There is a fundamental lack of understanding of both convolutions and the concept of anchor boxes here.

1. Regarding convolutions: A convolutional layer slides some filter across a number of spatial positions of the layer's input. If a certain pattern (e.g. representing a red car) occurs in two distinct spatial positions in the input (but with the same position relative to the receptive fields of the respective elements in the output feature map), then that pattern will produce the same output in both spatial positions of the output feature map. This means that the filter weights will also have the same gradient (locally, at least) with respect to the input. Hence, in order to train this filter to recognize certain patterns (red cars), it doesn't matter in which spatial sector of the input the pattern occurs, the filter will be adjusted the same way regardless. You could train a network with red cars appearing only in the upper left area of the training images and the trained network would still be able to detect similar red cars at every other position in an image, because it is the same filter convolving with the input at every spatial position.

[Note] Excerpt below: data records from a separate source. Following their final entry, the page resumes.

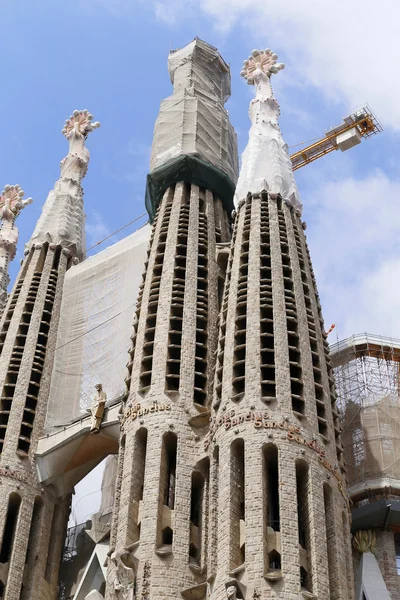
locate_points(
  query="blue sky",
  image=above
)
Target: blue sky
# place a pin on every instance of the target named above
(111, 57)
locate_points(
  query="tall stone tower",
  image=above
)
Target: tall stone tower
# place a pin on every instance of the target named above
(160, 532)
(32, 520)
(281, 516)
(11, 203)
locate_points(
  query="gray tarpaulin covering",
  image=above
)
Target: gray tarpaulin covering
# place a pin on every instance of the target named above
(93, 340)
(193, 138)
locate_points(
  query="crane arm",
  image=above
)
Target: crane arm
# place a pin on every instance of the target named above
(360, 124)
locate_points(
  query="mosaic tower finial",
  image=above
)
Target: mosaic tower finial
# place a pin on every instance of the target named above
(81, 122)
(62, 221)
(263, 60)
(11, 203)
(265, 162)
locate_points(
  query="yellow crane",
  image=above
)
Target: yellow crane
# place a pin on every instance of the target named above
(360, 124)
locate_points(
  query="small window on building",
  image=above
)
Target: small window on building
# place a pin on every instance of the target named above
(397, 549)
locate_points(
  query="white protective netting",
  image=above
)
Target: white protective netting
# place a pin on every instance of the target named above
(99, 301)
(193, 119)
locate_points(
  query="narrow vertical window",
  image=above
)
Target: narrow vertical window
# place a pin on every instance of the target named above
(331, 541)
(172, 381)
(239, 357)
(167, 489)
(272, 516)
(57, 533)
(146, 367)
(347, 549)
(303, 514)
(397, 550)
(33, 547)
(14, 504)
(296, 373)
(196, 517)
(238, 511)
(138, 481)
(201, 349)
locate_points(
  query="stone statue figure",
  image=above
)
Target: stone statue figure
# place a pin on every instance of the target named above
(98, 408)
(124, 581)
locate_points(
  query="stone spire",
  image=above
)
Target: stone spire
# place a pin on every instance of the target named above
(266, 163)
(11, 204)
(62, 221)
(193, 138)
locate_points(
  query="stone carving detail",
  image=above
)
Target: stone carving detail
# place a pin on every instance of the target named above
(124, 582)
(11, 204)
(266, 162)
(146, 581)
(62, 221)
(365, 541)
(80, 122)
(98, 408)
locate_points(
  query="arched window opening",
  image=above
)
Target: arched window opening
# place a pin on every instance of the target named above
(238, 509)
(304, 526)
(167, 490)
(138, 476)
(274, 561)
(331, 540)
(14, 504)
(196, 516)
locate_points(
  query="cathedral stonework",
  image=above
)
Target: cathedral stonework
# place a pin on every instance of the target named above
(230, 479)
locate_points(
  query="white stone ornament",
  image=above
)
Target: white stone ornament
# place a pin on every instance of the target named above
(55, 225)
(266, 164)
(11, 203)
(81, 122)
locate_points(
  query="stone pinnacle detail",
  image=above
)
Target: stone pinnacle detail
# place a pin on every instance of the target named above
(62, 221)
(11, 203)
(266, 163)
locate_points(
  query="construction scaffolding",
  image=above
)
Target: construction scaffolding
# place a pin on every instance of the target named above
(77, 551)
(97, 312)
(367, 382)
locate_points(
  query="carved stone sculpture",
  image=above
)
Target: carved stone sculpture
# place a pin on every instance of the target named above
(365, 541)
(124, 582)
(98, 408)
(266, 163)
(11, 204)
(231, 592)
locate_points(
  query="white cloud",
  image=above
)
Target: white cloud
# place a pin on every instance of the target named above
(96, 228)
(348, 50)
(354, 239)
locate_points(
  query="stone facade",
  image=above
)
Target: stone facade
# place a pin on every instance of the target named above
(33, 519)
(230, 479)
(163, 499)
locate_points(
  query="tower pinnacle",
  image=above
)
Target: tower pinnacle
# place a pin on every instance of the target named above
(62, 220)
(265, 162)
(11, 204)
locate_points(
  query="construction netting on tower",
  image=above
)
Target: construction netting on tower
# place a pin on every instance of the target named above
(99, 301)
(367, 382)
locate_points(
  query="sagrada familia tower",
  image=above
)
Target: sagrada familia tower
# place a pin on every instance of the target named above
(230, 480)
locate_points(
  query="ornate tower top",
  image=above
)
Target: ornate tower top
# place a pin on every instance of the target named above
(264, 60)
(62, 221)
(11, 203)
(81, 122)
(193, 138)
(266, 163)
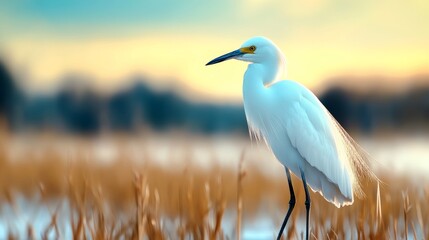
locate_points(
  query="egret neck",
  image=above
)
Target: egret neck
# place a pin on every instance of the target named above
(258, 78)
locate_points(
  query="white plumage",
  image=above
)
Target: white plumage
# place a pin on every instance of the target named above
(301, 133)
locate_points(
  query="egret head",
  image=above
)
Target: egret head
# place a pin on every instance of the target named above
(254, 50)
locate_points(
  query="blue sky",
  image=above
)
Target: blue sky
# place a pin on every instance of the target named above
(170, 39)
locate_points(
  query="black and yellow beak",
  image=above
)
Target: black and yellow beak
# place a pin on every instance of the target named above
(233, 54)
(225, 57)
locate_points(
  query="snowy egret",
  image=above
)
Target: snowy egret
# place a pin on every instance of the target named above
(300, 131)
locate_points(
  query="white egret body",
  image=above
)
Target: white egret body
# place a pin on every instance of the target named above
(301, 133)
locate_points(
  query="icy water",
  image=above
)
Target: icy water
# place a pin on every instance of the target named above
(401, 155)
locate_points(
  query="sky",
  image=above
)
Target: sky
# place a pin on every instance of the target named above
(170, 41)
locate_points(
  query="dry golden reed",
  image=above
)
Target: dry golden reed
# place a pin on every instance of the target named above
(195, 200)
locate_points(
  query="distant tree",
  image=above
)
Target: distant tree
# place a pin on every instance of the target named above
(338, 103)
(7, 90)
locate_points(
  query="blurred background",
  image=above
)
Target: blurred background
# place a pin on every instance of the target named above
(109, 80)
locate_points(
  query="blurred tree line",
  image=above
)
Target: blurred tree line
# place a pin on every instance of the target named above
(79, 109)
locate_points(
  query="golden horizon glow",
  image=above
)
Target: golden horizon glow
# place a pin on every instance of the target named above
(109, 61)
(321, 39)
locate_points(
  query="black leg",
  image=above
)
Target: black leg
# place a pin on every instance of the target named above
(307, 202)
(291, 203)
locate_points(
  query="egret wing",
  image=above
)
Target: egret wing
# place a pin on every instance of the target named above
(314, 134)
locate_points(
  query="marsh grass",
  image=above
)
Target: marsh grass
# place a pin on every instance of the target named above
(124, 199)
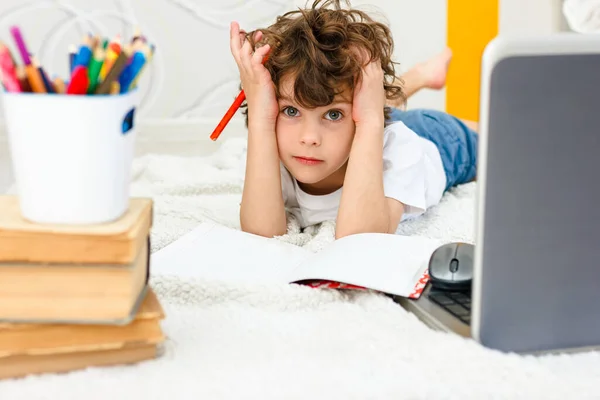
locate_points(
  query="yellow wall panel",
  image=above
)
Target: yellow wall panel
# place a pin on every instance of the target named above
(471, 25)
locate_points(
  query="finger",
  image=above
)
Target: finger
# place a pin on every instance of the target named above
(246, 53)
(259, 56)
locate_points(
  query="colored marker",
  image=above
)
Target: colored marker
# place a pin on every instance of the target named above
(133, 69)
(8, 72)
(79, 81)
(84, 55)
(94, 69)
(59, 85)
(22, 77)
(72, 55)
(112, 52)
(115, 71)
(33, 75)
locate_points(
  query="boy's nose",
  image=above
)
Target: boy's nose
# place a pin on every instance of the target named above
(310, 137)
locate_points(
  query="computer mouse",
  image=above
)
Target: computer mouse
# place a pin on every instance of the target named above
(451, 267)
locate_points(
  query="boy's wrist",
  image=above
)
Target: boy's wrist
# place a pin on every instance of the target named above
(375, 124)
(261, 126)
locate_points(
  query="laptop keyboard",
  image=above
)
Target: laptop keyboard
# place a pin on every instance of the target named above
(456, 303)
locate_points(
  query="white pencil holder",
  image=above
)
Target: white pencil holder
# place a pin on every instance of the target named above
(71, 155)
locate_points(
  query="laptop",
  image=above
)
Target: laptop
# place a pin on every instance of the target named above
(536, 268)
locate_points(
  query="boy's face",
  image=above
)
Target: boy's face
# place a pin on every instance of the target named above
(314, 144)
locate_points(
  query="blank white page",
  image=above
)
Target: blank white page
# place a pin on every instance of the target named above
(215, 252)
(384, 262)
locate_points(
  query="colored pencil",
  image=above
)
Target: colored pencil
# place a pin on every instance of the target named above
(133, 68)
(8, 71)
(23, 81)
(94, 68)
(84, 54)
(72, 55)
(137, 34)
(115, 88)
(231, 111)
(112, 52)
(33, 75)
(47, 83)
(79, 81)
(95, 42)
(228, 115)
(115, 71)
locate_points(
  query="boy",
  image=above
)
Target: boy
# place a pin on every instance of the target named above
(324, 142)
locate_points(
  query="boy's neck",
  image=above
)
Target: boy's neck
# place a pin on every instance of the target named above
(326, 186)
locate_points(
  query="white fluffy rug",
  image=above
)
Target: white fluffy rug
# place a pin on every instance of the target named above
(292, 342)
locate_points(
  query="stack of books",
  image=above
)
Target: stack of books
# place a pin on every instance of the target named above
(73, 297)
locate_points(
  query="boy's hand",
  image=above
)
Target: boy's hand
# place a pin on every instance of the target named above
(256, 80)
(369, 94)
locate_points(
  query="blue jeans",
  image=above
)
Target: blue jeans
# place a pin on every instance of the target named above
(456, 142)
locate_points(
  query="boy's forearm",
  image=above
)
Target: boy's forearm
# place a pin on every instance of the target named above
(262, 209)
(363, 205)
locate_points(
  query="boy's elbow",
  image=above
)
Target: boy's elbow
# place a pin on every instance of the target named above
(265, 231)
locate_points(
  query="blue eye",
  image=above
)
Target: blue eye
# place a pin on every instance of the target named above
(290, 111)
(334, 115)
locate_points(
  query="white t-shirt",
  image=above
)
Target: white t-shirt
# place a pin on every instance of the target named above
(412, 174)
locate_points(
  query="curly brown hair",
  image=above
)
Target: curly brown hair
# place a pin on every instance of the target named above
(317, 47)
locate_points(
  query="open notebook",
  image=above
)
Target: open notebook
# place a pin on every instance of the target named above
(391, 264)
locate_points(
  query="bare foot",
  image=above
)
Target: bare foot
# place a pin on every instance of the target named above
(435, 69)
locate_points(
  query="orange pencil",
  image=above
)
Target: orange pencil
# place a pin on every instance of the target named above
(231, 111)
(228, 115)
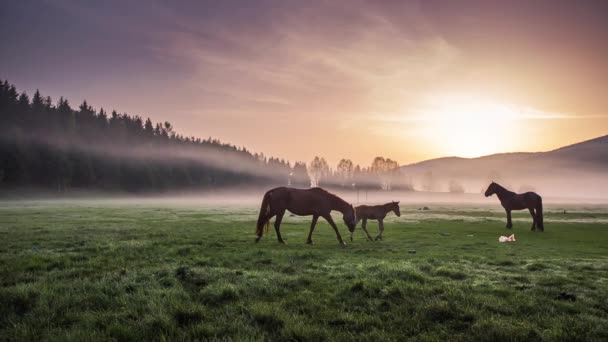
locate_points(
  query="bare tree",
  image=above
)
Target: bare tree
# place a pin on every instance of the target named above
(317, 170)
(345, 171)
(428, 181)
(385, 170)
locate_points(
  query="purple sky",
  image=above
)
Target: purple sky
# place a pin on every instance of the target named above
(333, 78)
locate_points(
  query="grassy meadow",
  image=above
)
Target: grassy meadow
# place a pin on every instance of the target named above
(84, 270)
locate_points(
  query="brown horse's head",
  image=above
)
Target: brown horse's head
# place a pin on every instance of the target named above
(350, 218)
(491, 190)
(395, 208)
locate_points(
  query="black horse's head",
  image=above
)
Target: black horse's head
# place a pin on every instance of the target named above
(395, 208)
(491, 189)
(350, 219)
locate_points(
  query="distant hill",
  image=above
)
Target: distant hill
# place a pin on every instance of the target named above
(580, 168)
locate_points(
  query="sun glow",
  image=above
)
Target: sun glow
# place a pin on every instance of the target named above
(471, 127)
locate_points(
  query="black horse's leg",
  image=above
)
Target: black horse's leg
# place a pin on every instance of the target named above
(380, 229)
(363, 225)
(277, 225)
(509, 223)
(333, 225)
(312, 227)
(264, 222)
(533, 218)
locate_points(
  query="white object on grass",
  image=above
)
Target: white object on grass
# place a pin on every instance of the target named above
(507, 239)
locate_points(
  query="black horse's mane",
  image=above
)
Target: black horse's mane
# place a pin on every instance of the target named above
(504, 190)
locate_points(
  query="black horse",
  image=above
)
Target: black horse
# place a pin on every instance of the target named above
(512, 201)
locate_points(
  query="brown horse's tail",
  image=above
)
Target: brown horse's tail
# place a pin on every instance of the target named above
(539, 214)
(263, 217)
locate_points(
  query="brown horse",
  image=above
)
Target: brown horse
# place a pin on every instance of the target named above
(304, 202)
(376, 212)
(512, 201)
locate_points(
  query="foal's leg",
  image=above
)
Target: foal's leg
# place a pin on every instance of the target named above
(312, 227)
(277, 225)
(380, 229)
(265, 220)
(333, 225)
(363, 224)
(533, 219)
(509, 223)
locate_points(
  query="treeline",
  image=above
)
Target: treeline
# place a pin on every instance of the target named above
(47, 145)
(56, 147)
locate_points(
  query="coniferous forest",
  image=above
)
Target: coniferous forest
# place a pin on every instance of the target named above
(46, 145)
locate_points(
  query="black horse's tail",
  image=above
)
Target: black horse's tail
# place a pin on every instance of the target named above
(539, 214)
(263, 217)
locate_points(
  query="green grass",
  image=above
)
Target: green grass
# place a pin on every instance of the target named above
(89, 271)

If this isn't clear, you should spend some time on understanding convolutions, because this very relationship is the reason why convolutions are useful for image data.
2. Regarding anchor boxes: The trained model doesn't have an anchor box "available". The trained weights of the network's localization layers don't even know that anchor boxes exist. They were just trained to output certain numbers whenever a certain pattern occurs in the input. One of these numbers happens to be a horizontal offset with respect to the center point of an imaginary reference box (i.e. an anchor box), another happens to be the width relative to this imaginary reference box.

One more crucial thing remains unclear to me - how can the network learn proper offsets for the anchor box? It baffles me quite a lot - it's just convolutions, after all, nothing more.

Taking up the second point above, the convolutional localization layers are just trained to output some numbers based on their input. Whatever numbers you give them as ground truth for a given input pattern, those are the numbers they will be trained to output when that pattern appears. If the center point of the ground truth box for an object deviates by a certain number of pixels horizontally from the the center point of an imaginary anchor box that some convolutional filter is supposed to learn, then you can "give" this convolutional filter that deviation as the ground truth and it will learn that it has to output this number for this input pattern. The convolutional layer simply learns to output whatever you tell it to via the ground truth you provide it with, given that this is possible (i.e. the ground truth isn't contradictory within itself).

[jozefmorvay]

Thanks.